A Perfect Circle at Marquee Theatre Last Night

A Perfect Circle
Marquee Theatre
November 4, 2010

There was a palpable sense of excitement in the air before A Perfect Circle took the stage at a sold-out Marquee Theatre last night. It's not often you go to a concert and feel like you're part of a rare and significant happening -- a genuine, save-your-ticket-stub event -- but that's exactly what this show felt like. Coming off a six-year hiatus, A Perfect Circle delivered a strong, mostly tight performance on the first of three consecutive nights in Tempe.

Last night's show kicked off a five-city, 14-date tour that will see the band perform all three of it's albums on consecutive nights in Tempe, Los Angeles, Seattle and San Francisco, capped off by a two-night stint in Las Vegas. The band's first (and best) album, Mer de Noms, was the focus of last night's set, and APC fans really couldn't have asked for more.

For a band that's been inactive for so long, APC showed few signs of rust. In his typically reclusive fashion, lead vocalist Maynard James Keenan stood on a platform in the left rear corner of the stage, facing sideways towards guitarist James Iha and drummer Josh Freese. Lead guitarist/songwriter/founding member Billy Howerdel showed off his considerable chops, expertly replicating the chugging riffs, blistering leads and quieter, effects-driven passages that made Mer de Noms such a memorable album.

Keenan's voice has held up remarkably well in the 10 years since the album's initial release. He opted to not even try hitting the higher end of his register during the "sweet revelation" portion of "Thinking of You," instead staying an octave lower, but that's a pretty minor quibble for an otherwise impressive performance. Keenan is still deserving of his reputation as one of rock's best vocalists, and APC - even moreso than Tool - allows him to really show off his range and melody. Mer de Noms is a pretty demanding album vocally, and Keenan was largely up to the task. Howerdel and bassist Matt McJunkins also chipped in on some nice harmonies throughout the set.

As is his custom, Keenan kept the stage banter to a minimum, aside from the obligatory 'thanks for coming" spiel and an aside about how "the Democrats had their asses handed to 'em in Arizona." There were a few jammy excursions here and there, but the band mostly stayed faithful to the original album. The highlight of the night was probably the mid-album one-two punch of "Sleeping Beauty" (a showcase for Keenan's vocal prowess) and "Thomas," which took on a heavier, sludgier sound in a live setting.

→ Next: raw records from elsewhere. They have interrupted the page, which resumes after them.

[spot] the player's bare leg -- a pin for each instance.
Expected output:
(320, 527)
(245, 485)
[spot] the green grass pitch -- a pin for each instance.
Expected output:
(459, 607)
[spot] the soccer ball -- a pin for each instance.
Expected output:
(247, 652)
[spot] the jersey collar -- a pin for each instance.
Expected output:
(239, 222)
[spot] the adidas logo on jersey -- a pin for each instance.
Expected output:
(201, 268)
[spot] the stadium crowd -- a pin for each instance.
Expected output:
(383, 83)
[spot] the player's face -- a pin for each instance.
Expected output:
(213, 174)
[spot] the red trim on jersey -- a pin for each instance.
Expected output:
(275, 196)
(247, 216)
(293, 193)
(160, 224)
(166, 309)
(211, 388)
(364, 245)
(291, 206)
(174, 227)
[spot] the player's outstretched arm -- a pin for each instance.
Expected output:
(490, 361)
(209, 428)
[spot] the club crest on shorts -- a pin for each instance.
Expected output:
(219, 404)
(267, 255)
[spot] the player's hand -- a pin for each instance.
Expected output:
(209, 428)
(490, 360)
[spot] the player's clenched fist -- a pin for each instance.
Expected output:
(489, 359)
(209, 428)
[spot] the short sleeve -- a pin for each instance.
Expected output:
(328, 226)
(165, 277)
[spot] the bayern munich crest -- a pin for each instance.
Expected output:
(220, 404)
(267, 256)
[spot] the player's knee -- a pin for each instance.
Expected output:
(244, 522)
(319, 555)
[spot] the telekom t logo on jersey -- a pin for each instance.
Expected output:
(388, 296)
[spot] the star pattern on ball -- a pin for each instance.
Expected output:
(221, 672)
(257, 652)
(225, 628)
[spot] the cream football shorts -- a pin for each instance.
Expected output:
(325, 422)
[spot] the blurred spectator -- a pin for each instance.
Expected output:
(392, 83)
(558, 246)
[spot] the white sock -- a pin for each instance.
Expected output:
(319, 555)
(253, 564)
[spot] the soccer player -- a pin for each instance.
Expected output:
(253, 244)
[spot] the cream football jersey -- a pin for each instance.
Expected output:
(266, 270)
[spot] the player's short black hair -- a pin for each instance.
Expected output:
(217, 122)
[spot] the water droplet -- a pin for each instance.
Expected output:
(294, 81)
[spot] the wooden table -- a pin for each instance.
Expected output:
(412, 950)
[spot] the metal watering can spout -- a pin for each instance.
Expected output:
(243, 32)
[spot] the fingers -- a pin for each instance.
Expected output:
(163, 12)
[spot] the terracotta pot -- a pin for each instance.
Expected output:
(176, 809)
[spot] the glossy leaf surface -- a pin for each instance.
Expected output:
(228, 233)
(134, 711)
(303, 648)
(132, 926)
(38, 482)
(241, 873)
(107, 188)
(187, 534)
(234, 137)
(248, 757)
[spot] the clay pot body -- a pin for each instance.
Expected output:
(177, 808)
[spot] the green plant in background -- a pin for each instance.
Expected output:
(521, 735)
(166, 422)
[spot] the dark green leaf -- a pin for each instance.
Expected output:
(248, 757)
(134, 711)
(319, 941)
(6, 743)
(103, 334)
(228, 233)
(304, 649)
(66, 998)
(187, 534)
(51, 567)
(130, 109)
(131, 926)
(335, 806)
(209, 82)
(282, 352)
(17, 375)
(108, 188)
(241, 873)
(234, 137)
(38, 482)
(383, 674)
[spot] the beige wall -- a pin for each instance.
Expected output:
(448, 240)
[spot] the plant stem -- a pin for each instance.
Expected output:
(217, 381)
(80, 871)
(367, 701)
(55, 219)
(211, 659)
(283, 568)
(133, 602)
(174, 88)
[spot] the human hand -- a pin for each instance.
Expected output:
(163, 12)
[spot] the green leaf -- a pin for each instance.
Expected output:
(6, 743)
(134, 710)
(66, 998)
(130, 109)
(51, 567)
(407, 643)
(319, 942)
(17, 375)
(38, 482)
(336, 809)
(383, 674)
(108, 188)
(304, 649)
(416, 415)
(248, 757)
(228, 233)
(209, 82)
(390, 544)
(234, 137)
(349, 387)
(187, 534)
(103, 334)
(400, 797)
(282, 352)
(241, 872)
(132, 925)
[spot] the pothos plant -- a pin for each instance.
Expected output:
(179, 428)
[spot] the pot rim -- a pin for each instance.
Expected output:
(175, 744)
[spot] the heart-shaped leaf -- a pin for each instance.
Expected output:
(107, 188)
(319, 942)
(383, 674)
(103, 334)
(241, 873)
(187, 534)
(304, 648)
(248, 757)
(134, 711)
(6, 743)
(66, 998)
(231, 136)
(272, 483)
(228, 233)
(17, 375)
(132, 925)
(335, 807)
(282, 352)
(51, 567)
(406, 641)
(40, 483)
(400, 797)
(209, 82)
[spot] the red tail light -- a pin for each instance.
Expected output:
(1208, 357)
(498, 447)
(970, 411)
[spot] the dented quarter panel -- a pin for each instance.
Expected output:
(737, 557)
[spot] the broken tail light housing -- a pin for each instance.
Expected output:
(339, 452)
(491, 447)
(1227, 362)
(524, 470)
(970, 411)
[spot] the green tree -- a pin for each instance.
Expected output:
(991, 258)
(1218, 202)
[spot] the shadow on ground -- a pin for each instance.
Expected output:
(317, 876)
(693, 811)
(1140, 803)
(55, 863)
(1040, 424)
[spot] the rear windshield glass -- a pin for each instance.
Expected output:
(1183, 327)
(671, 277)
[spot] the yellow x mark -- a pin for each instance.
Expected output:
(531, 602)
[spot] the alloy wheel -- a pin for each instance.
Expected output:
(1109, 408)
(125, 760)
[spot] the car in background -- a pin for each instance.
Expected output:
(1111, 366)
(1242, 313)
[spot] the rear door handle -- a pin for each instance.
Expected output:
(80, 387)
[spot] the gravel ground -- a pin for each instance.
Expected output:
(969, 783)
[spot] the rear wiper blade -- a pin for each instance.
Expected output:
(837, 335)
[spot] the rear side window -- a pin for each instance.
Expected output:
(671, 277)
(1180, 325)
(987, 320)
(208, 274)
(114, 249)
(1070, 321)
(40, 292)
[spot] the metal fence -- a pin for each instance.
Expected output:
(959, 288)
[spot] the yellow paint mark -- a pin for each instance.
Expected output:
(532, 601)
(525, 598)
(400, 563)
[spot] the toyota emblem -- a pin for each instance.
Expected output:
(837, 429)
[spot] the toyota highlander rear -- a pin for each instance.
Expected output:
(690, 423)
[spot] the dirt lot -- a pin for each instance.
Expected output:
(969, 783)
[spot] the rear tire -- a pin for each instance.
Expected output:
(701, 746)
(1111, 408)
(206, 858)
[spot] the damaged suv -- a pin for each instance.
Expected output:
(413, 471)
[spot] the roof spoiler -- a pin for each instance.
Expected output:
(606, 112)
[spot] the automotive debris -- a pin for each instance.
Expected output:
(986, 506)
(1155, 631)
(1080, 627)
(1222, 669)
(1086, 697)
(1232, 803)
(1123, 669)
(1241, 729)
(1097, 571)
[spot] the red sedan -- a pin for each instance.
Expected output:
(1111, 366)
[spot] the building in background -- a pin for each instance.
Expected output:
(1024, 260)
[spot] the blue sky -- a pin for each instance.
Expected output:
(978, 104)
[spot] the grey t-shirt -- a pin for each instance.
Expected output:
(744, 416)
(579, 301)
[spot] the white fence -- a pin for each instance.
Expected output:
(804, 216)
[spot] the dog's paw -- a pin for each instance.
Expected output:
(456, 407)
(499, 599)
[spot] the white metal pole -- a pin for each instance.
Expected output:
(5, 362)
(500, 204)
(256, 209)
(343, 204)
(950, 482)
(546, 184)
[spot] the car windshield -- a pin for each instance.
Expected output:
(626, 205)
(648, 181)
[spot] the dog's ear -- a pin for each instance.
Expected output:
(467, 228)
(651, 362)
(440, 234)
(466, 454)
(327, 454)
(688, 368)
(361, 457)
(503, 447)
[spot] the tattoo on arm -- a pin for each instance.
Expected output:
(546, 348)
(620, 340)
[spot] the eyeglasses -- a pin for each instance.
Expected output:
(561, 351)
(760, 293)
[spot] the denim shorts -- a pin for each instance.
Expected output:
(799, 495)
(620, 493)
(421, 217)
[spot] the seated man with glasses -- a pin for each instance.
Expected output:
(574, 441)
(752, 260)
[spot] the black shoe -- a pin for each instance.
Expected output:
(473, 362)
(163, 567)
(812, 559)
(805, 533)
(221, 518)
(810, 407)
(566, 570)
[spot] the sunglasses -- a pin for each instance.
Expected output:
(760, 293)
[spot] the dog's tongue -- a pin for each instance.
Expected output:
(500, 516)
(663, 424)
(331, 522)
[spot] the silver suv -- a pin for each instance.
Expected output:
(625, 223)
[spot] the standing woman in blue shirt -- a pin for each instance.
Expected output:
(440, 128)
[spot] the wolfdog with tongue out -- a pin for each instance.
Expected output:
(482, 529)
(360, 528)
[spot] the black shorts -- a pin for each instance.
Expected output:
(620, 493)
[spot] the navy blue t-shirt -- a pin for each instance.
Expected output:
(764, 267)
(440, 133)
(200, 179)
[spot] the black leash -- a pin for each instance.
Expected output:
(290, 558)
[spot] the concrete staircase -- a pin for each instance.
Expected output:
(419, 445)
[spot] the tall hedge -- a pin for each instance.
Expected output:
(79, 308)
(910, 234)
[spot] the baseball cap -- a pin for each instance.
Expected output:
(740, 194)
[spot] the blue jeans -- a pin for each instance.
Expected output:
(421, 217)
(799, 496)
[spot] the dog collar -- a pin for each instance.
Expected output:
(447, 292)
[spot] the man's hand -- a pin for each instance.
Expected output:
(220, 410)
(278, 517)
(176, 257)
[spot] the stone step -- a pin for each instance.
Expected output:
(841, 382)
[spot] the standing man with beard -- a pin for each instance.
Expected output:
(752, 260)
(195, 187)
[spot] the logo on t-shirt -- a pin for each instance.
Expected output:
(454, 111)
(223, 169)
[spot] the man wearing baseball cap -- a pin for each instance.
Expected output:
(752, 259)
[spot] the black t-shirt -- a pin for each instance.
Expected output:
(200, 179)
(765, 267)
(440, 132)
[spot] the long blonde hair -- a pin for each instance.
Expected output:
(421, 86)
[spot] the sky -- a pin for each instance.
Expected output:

Even before the show, I was wondering what APC would come up with for an encore, and suffice it to say, I was not disappointed. The band played an extended version of the Cure's "Lovesong," which incorporated elements Ozzy Osbourne's "Diary of a Madman." A cover of David Bowie's "Ashes to Ashes" followed. Before the final song, Keenan announced that "this is one we've only played once" (presumably here), and Iha stepped up to the keyboard and started pounding out the opening bars of the band's discordant take on "Imagine." Keenan stopped the song abruptly after just one line, but the second take was virtually flawless, sending the capacity crowd home feeling like they'd been part of something special.

A Perfect Circle more than lived up to the immense hype surrounding this brief tour. Here's to hoping it's not another six years before they come back.


The Hollow
3 Libras
Sleeping Beauty
Thinking of You

Diary of a Lovesong (Cure/Ozzy cover)
Ashes to Ashes (David Bowie cover)
Imagine (dude, if you have to ask...)

Critics Notebook:

Personal Bias: Mer de Noms is by far my favorite APC album.

The Crowd: Hipsters, heshers, skaters and squares. Basically, a cross-section of 21st-century white America.

Overheard in the Crowd: "If I owned a place like this, I would try to get big bands in here and charge 500 bucks a head. I'm talking big bands... like Nickelback." (Special thanks to my friend Dave for catching this gem.)

Random Notebook Dump: "They're making the bassist earn his paycheck." (Speaking as a bass player myself, one of the best parts of the gig is that you're relatively anonymous. Even if you fuck up, the only people who notice are other bassists. Poor McJunkins, however, was front and center for the entire show. Sucks to be you, dude.)